“High oil prices, spiking farmland values, inflation and rising interest rates is like 1978-79 all over again,” ag economist David Kohl told dairy producers attending the Professional Dairy Producers Annual Business Conference at Wisconsin Dells, Wis., on March 16.
Kohl said these are volatile economic times, and dairy producers need to manage their farms carefully.
“Milk prices are headed up,” he said. “USDA said they’re going up to $25. But be careful of this run-up in the milk price. Milk prices go up, and your costs for everything go up as well — feed, fuel, fertilizer are already high. Then the milk price drops but your costs stay up for 12 to 18 more months. I’ve seen this happen several times before. I call it the flipper. You have to prepare for this.”
Kohl added, “High prices cure high prices. Farms will add cows, and that will kill the milk price.”
He warned that producers need to watch dairy exports. “China can giveth and China can taketh away,” he said. “One-sixth of all milk produced in the U.S. was exported last year.”
Kohl cautioned producers from looking at their finances only once a year. “That’s a bad idea. You need to look at your finances every month,” he said. “And you have to take ownership of your numbers.”
Kohl said dairy producers need to manage the big three: milk price, fuel cost and interest rates.
“You need to ask yourself — can your business handle a 10% decline in income and a 3% rise in interest rates?” he said. “Good managers will manage the controllables, and they will manage around the uncontrollables. What are the uncontrollables? Washington, Kyiv, Moscow, weather and trade policy.”
Qualities of good managers
Kohl said good managers focus on milk production, milk quality, budgets, cash flows and efficiencies.
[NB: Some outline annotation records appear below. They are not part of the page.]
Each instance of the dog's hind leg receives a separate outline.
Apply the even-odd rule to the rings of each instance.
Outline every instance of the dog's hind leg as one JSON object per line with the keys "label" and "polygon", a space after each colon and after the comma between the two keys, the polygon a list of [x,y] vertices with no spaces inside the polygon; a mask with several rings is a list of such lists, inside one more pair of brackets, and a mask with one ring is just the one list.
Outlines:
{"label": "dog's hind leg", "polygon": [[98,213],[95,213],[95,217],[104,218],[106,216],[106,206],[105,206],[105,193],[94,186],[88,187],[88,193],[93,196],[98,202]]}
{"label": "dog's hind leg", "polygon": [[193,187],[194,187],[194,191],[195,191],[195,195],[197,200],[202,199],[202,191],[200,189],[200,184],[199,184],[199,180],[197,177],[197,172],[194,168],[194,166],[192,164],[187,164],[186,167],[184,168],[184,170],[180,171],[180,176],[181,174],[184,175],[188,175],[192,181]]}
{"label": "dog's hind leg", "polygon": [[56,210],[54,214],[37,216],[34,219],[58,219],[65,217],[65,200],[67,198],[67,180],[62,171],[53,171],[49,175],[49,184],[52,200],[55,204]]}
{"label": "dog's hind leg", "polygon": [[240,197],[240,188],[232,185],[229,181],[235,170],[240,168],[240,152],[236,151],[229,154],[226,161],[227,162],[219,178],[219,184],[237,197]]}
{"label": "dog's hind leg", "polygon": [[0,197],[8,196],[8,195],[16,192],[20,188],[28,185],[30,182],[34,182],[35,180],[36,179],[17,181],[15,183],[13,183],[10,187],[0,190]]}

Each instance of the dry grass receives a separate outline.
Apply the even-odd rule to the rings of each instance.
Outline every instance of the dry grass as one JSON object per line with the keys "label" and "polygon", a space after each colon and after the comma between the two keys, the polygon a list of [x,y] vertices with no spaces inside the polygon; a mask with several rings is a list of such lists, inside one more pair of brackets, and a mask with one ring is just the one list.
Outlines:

He reported that among all farm types in the U.S., less than 50% of farmers know their cost of production, less than 30% have a strategic plan, and less than 50% have cash flows and budgets.
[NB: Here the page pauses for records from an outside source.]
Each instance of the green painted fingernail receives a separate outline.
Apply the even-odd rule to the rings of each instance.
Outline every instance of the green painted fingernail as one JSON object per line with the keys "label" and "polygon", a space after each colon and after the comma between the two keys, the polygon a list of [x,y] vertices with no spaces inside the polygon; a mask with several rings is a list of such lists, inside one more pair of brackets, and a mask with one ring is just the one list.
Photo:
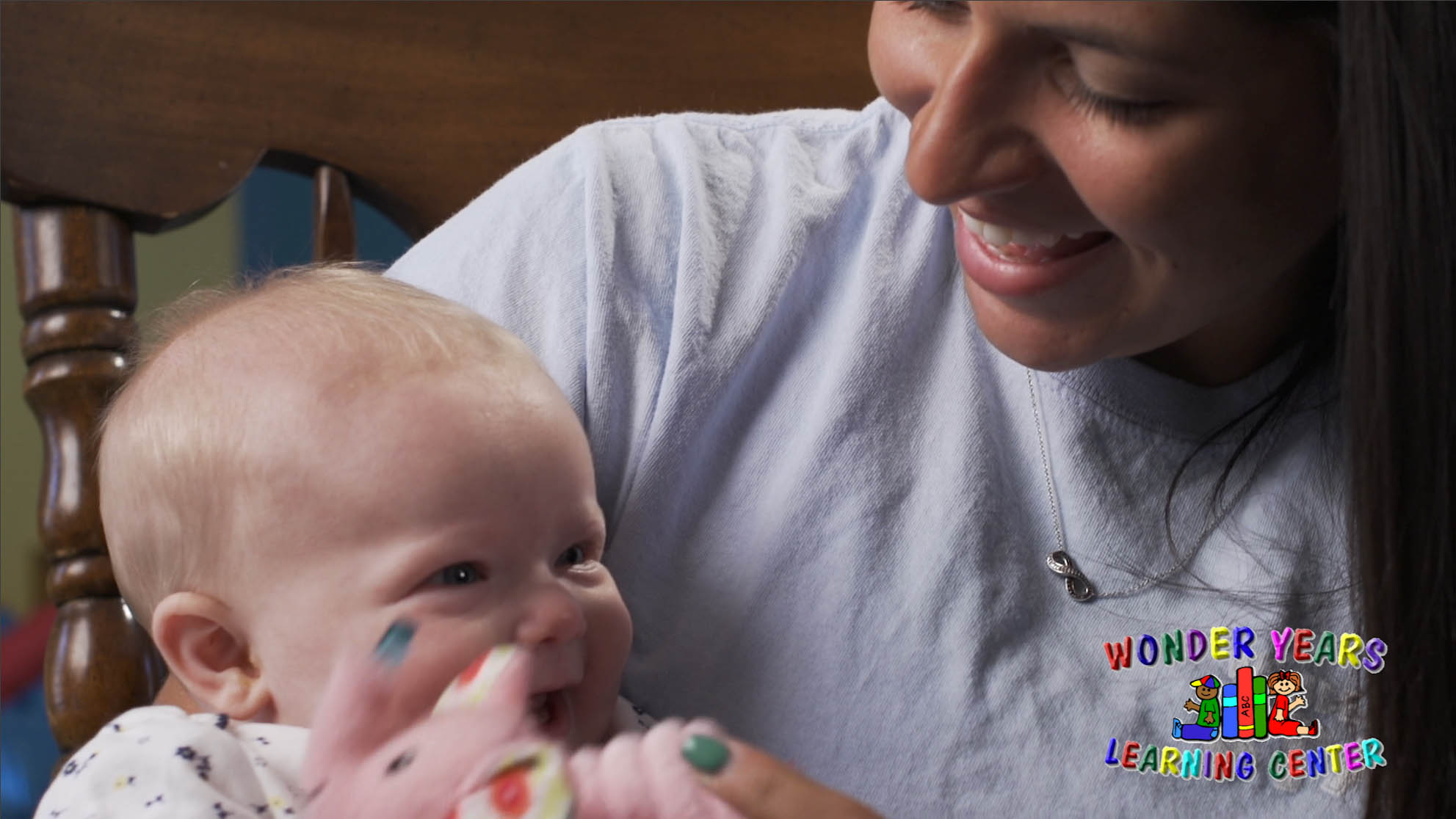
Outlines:
{"label": "green painted fingernail", "polygon": [[405,662],[405,652],[409,650],[409,642],[414,639],[415,624],[408,620],[396,620],[374,646],[374,659],[389,666],[397,666]]}
{"label": "green painted fingernail", "polygon": [[728,764],[728,746],[708,735],[695,733],[683,743],[683,759],[705,774],[716,774]]}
Kohl acknowledged that it is hard to manage through financial volatility. The top 20% of farmers are in the top 20% 7 out of 10 years.
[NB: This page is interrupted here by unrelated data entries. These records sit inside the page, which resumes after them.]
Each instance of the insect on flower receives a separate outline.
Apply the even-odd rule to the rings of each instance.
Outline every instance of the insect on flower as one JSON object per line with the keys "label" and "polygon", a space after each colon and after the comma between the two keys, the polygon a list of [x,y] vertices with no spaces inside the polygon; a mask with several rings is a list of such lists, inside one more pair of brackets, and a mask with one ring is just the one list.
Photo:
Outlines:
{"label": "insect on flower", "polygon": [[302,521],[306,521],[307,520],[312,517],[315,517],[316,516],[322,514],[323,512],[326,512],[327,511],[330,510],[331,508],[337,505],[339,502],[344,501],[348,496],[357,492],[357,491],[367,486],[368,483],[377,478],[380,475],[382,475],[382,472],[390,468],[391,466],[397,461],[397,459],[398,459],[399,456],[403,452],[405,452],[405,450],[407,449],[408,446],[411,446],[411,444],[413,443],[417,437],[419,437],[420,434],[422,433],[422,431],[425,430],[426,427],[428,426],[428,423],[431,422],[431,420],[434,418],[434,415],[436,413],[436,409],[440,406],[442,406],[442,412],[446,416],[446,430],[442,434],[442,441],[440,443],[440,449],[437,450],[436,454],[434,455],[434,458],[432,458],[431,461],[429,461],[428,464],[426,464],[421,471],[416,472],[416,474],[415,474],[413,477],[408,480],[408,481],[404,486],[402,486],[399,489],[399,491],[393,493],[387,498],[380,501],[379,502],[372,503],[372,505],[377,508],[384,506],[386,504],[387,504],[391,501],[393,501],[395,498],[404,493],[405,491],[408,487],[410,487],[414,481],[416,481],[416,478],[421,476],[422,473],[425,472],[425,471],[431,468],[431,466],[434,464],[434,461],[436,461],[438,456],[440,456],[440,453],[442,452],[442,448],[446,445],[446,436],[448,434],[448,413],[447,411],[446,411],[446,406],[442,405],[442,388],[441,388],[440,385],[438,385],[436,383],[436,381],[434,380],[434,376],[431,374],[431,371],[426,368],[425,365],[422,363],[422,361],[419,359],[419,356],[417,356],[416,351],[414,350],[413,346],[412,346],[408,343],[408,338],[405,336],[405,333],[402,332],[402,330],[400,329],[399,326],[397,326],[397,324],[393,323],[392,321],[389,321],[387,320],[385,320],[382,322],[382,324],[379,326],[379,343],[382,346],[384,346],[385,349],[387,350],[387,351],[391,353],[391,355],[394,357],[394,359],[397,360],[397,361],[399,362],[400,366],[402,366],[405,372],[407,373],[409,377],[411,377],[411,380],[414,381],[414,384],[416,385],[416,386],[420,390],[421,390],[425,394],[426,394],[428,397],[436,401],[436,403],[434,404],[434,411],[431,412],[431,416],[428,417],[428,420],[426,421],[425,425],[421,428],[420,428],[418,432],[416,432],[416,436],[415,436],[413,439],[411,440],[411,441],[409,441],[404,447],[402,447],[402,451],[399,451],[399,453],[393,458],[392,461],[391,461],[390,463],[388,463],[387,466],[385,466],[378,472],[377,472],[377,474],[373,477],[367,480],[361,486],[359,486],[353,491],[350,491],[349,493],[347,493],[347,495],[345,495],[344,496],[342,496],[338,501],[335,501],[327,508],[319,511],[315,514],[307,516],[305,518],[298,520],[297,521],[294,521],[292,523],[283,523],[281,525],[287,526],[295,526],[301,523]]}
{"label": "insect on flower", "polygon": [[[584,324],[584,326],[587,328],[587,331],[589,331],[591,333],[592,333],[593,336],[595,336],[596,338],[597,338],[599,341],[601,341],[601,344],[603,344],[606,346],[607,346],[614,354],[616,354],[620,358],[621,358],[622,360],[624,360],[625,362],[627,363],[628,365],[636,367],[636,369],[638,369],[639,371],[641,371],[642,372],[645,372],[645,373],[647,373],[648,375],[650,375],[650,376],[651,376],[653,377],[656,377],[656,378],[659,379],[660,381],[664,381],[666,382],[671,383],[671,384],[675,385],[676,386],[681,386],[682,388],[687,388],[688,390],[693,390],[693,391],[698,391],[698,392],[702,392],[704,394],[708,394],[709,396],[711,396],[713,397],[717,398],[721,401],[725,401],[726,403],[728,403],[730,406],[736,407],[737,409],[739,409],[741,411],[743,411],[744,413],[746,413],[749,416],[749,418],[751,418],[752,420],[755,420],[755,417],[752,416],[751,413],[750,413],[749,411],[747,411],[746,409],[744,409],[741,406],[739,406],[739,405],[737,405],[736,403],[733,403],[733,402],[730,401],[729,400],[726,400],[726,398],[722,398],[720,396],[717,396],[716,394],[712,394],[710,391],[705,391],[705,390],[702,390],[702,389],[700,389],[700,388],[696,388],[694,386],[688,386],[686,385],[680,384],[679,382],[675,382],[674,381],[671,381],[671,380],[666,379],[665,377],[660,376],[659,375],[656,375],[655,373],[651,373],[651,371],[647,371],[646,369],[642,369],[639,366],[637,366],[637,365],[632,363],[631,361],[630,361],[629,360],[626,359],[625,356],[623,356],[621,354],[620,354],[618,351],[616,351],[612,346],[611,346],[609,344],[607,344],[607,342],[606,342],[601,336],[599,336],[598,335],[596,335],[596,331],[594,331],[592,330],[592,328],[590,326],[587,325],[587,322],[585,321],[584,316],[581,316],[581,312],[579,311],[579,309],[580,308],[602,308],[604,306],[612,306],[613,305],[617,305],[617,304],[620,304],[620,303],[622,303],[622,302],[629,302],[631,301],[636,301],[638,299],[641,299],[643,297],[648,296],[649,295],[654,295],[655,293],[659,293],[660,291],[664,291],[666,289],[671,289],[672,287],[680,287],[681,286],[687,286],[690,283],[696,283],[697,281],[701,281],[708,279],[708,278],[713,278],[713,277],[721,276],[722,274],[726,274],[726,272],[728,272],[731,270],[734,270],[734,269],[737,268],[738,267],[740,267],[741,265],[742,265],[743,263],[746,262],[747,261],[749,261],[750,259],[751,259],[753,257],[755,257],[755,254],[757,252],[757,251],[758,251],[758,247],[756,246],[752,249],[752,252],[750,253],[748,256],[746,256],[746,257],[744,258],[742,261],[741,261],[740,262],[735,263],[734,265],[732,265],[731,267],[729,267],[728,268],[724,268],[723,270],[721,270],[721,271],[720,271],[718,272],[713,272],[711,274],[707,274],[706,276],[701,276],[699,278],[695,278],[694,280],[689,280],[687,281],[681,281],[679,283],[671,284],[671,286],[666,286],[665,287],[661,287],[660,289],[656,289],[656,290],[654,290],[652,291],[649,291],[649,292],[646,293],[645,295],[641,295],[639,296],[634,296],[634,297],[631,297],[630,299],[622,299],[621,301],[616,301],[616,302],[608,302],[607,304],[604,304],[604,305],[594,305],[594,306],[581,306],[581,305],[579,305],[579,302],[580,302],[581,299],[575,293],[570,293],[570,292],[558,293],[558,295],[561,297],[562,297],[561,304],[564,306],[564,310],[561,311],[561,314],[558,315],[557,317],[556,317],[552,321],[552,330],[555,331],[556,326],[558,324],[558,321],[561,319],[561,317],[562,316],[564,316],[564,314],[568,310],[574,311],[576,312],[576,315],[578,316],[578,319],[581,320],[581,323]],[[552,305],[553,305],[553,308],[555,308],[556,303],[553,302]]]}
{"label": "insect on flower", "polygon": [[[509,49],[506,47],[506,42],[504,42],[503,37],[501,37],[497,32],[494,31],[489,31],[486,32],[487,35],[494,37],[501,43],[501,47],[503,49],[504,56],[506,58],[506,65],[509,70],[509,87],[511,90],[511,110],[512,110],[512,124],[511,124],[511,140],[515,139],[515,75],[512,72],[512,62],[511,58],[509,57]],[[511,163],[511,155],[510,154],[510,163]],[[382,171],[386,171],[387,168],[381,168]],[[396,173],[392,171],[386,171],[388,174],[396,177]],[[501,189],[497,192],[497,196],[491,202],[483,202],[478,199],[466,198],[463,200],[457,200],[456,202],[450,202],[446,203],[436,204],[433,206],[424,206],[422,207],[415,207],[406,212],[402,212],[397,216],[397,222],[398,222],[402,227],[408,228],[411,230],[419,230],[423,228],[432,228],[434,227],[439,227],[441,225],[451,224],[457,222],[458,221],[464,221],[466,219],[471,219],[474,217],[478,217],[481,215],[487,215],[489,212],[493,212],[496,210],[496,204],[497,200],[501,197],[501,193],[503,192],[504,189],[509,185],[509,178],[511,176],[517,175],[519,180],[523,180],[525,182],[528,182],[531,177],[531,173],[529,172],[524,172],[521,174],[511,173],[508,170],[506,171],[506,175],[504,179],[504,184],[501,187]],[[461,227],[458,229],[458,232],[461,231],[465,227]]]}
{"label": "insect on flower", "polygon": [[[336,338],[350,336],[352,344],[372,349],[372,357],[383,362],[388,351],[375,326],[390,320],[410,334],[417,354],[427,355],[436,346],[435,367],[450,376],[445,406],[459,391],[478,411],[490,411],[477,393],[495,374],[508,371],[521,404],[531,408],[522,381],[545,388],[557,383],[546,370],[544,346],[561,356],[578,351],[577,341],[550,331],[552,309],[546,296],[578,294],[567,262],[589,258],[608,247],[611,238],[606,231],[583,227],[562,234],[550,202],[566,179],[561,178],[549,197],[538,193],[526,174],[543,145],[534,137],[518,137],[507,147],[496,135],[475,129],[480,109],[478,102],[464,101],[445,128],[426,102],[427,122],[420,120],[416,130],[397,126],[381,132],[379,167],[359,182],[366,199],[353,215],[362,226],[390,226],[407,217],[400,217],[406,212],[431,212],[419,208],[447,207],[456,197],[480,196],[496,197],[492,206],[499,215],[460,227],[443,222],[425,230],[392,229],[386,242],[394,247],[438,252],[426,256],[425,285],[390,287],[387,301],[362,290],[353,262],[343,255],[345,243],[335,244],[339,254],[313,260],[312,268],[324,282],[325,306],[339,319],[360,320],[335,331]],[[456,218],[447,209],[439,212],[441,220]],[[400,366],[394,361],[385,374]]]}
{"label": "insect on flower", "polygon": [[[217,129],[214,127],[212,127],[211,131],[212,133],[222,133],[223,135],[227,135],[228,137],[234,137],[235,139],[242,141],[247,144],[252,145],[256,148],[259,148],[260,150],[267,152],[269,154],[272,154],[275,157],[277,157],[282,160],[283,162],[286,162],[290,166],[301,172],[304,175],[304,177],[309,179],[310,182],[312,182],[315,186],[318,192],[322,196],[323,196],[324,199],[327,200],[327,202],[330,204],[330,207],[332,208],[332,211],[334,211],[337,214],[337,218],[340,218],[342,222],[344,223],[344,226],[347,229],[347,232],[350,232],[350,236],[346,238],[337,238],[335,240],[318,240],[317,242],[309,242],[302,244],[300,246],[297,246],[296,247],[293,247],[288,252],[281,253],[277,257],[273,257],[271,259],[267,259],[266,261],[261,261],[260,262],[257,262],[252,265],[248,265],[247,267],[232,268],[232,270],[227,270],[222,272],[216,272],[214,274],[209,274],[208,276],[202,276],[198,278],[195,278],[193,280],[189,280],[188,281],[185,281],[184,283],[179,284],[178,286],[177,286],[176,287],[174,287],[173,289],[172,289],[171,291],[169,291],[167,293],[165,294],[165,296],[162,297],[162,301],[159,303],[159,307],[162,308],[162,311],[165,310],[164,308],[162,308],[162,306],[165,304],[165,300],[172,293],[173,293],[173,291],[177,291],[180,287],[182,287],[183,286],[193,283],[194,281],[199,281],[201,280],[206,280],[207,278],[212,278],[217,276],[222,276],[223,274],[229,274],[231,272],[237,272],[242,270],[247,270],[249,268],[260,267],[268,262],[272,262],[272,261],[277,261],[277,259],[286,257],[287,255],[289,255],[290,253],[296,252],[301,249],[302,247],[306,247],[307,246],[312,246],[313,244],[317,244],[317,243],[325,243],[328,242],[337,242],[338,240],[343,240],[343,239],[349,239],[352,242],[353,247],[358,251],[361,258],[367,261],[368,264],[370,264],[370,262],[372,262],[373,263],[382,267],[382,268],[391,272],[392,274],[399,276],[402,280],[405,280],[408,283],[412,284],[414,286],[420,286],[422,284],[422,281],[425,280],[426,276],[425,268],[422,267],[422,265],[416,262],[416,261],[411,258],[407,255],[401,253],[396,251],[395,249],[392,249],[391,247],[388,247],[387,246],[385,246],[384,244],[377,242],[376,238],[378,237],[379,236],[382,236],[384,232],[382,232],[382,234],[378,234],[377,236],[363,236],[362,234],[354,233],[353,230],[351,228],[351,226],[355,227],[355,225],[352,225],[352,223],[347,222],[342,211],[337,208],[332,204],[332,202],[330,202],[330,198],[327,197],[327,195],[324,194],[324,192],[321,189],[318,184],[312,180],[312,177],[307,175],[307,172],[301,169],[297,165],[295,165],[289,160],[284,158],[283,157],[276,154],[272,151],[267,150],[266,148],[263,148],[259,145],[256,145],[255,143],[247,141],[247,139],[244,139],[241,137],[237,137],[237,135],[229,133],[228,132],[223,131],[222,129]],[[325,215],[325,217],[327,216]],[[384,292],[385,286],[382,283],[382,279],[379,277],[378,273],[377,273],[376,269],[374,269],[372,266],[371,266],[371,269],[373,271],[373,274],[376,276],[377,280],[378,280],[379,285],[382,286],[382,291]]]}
“It’s very difficult to be a top manager 10 out of 10 years,” he said.
He said dairy farmers who have debt-to-asset ratios that exceed 50% can still be successful if they meet the five following conditions:
They are in the top 25% in production and cost efficiency.
They make modest personal withdrawals.
They have working capital backup.
They have a marketing risk management plan.
They have luck with weather and disease.
Write down goals
Kohl said only 4% of people write down their goals. “It’s very important,” he said. “People who write down their goals make nine times more money than those who don’t.”
Kohl said it is important that parents show their children who are involved in the farm business the books. “Get them started young on financials so they understand them,” he explained.
He also advised farmers to develop a transition plan to the next generation. “This isn’t going to happen overnight,” he said. “It often takes three years to finalize a transition plan, but you’ve got to get it done.”
He said he has worked with a lot of families where the grandparents don’t want to transition the farm to the next generation because they have to give up all the perks like gas, insurance and the new Gator.
“All producers need to have a sound relationship with their ag lender,” Kohl said. “They need to be conservative when we are at the top of an economic cycle and courageous when we are at the bottom of an economic cycle. They also need to be consistent all of the time, and they should understand the dairy industry.”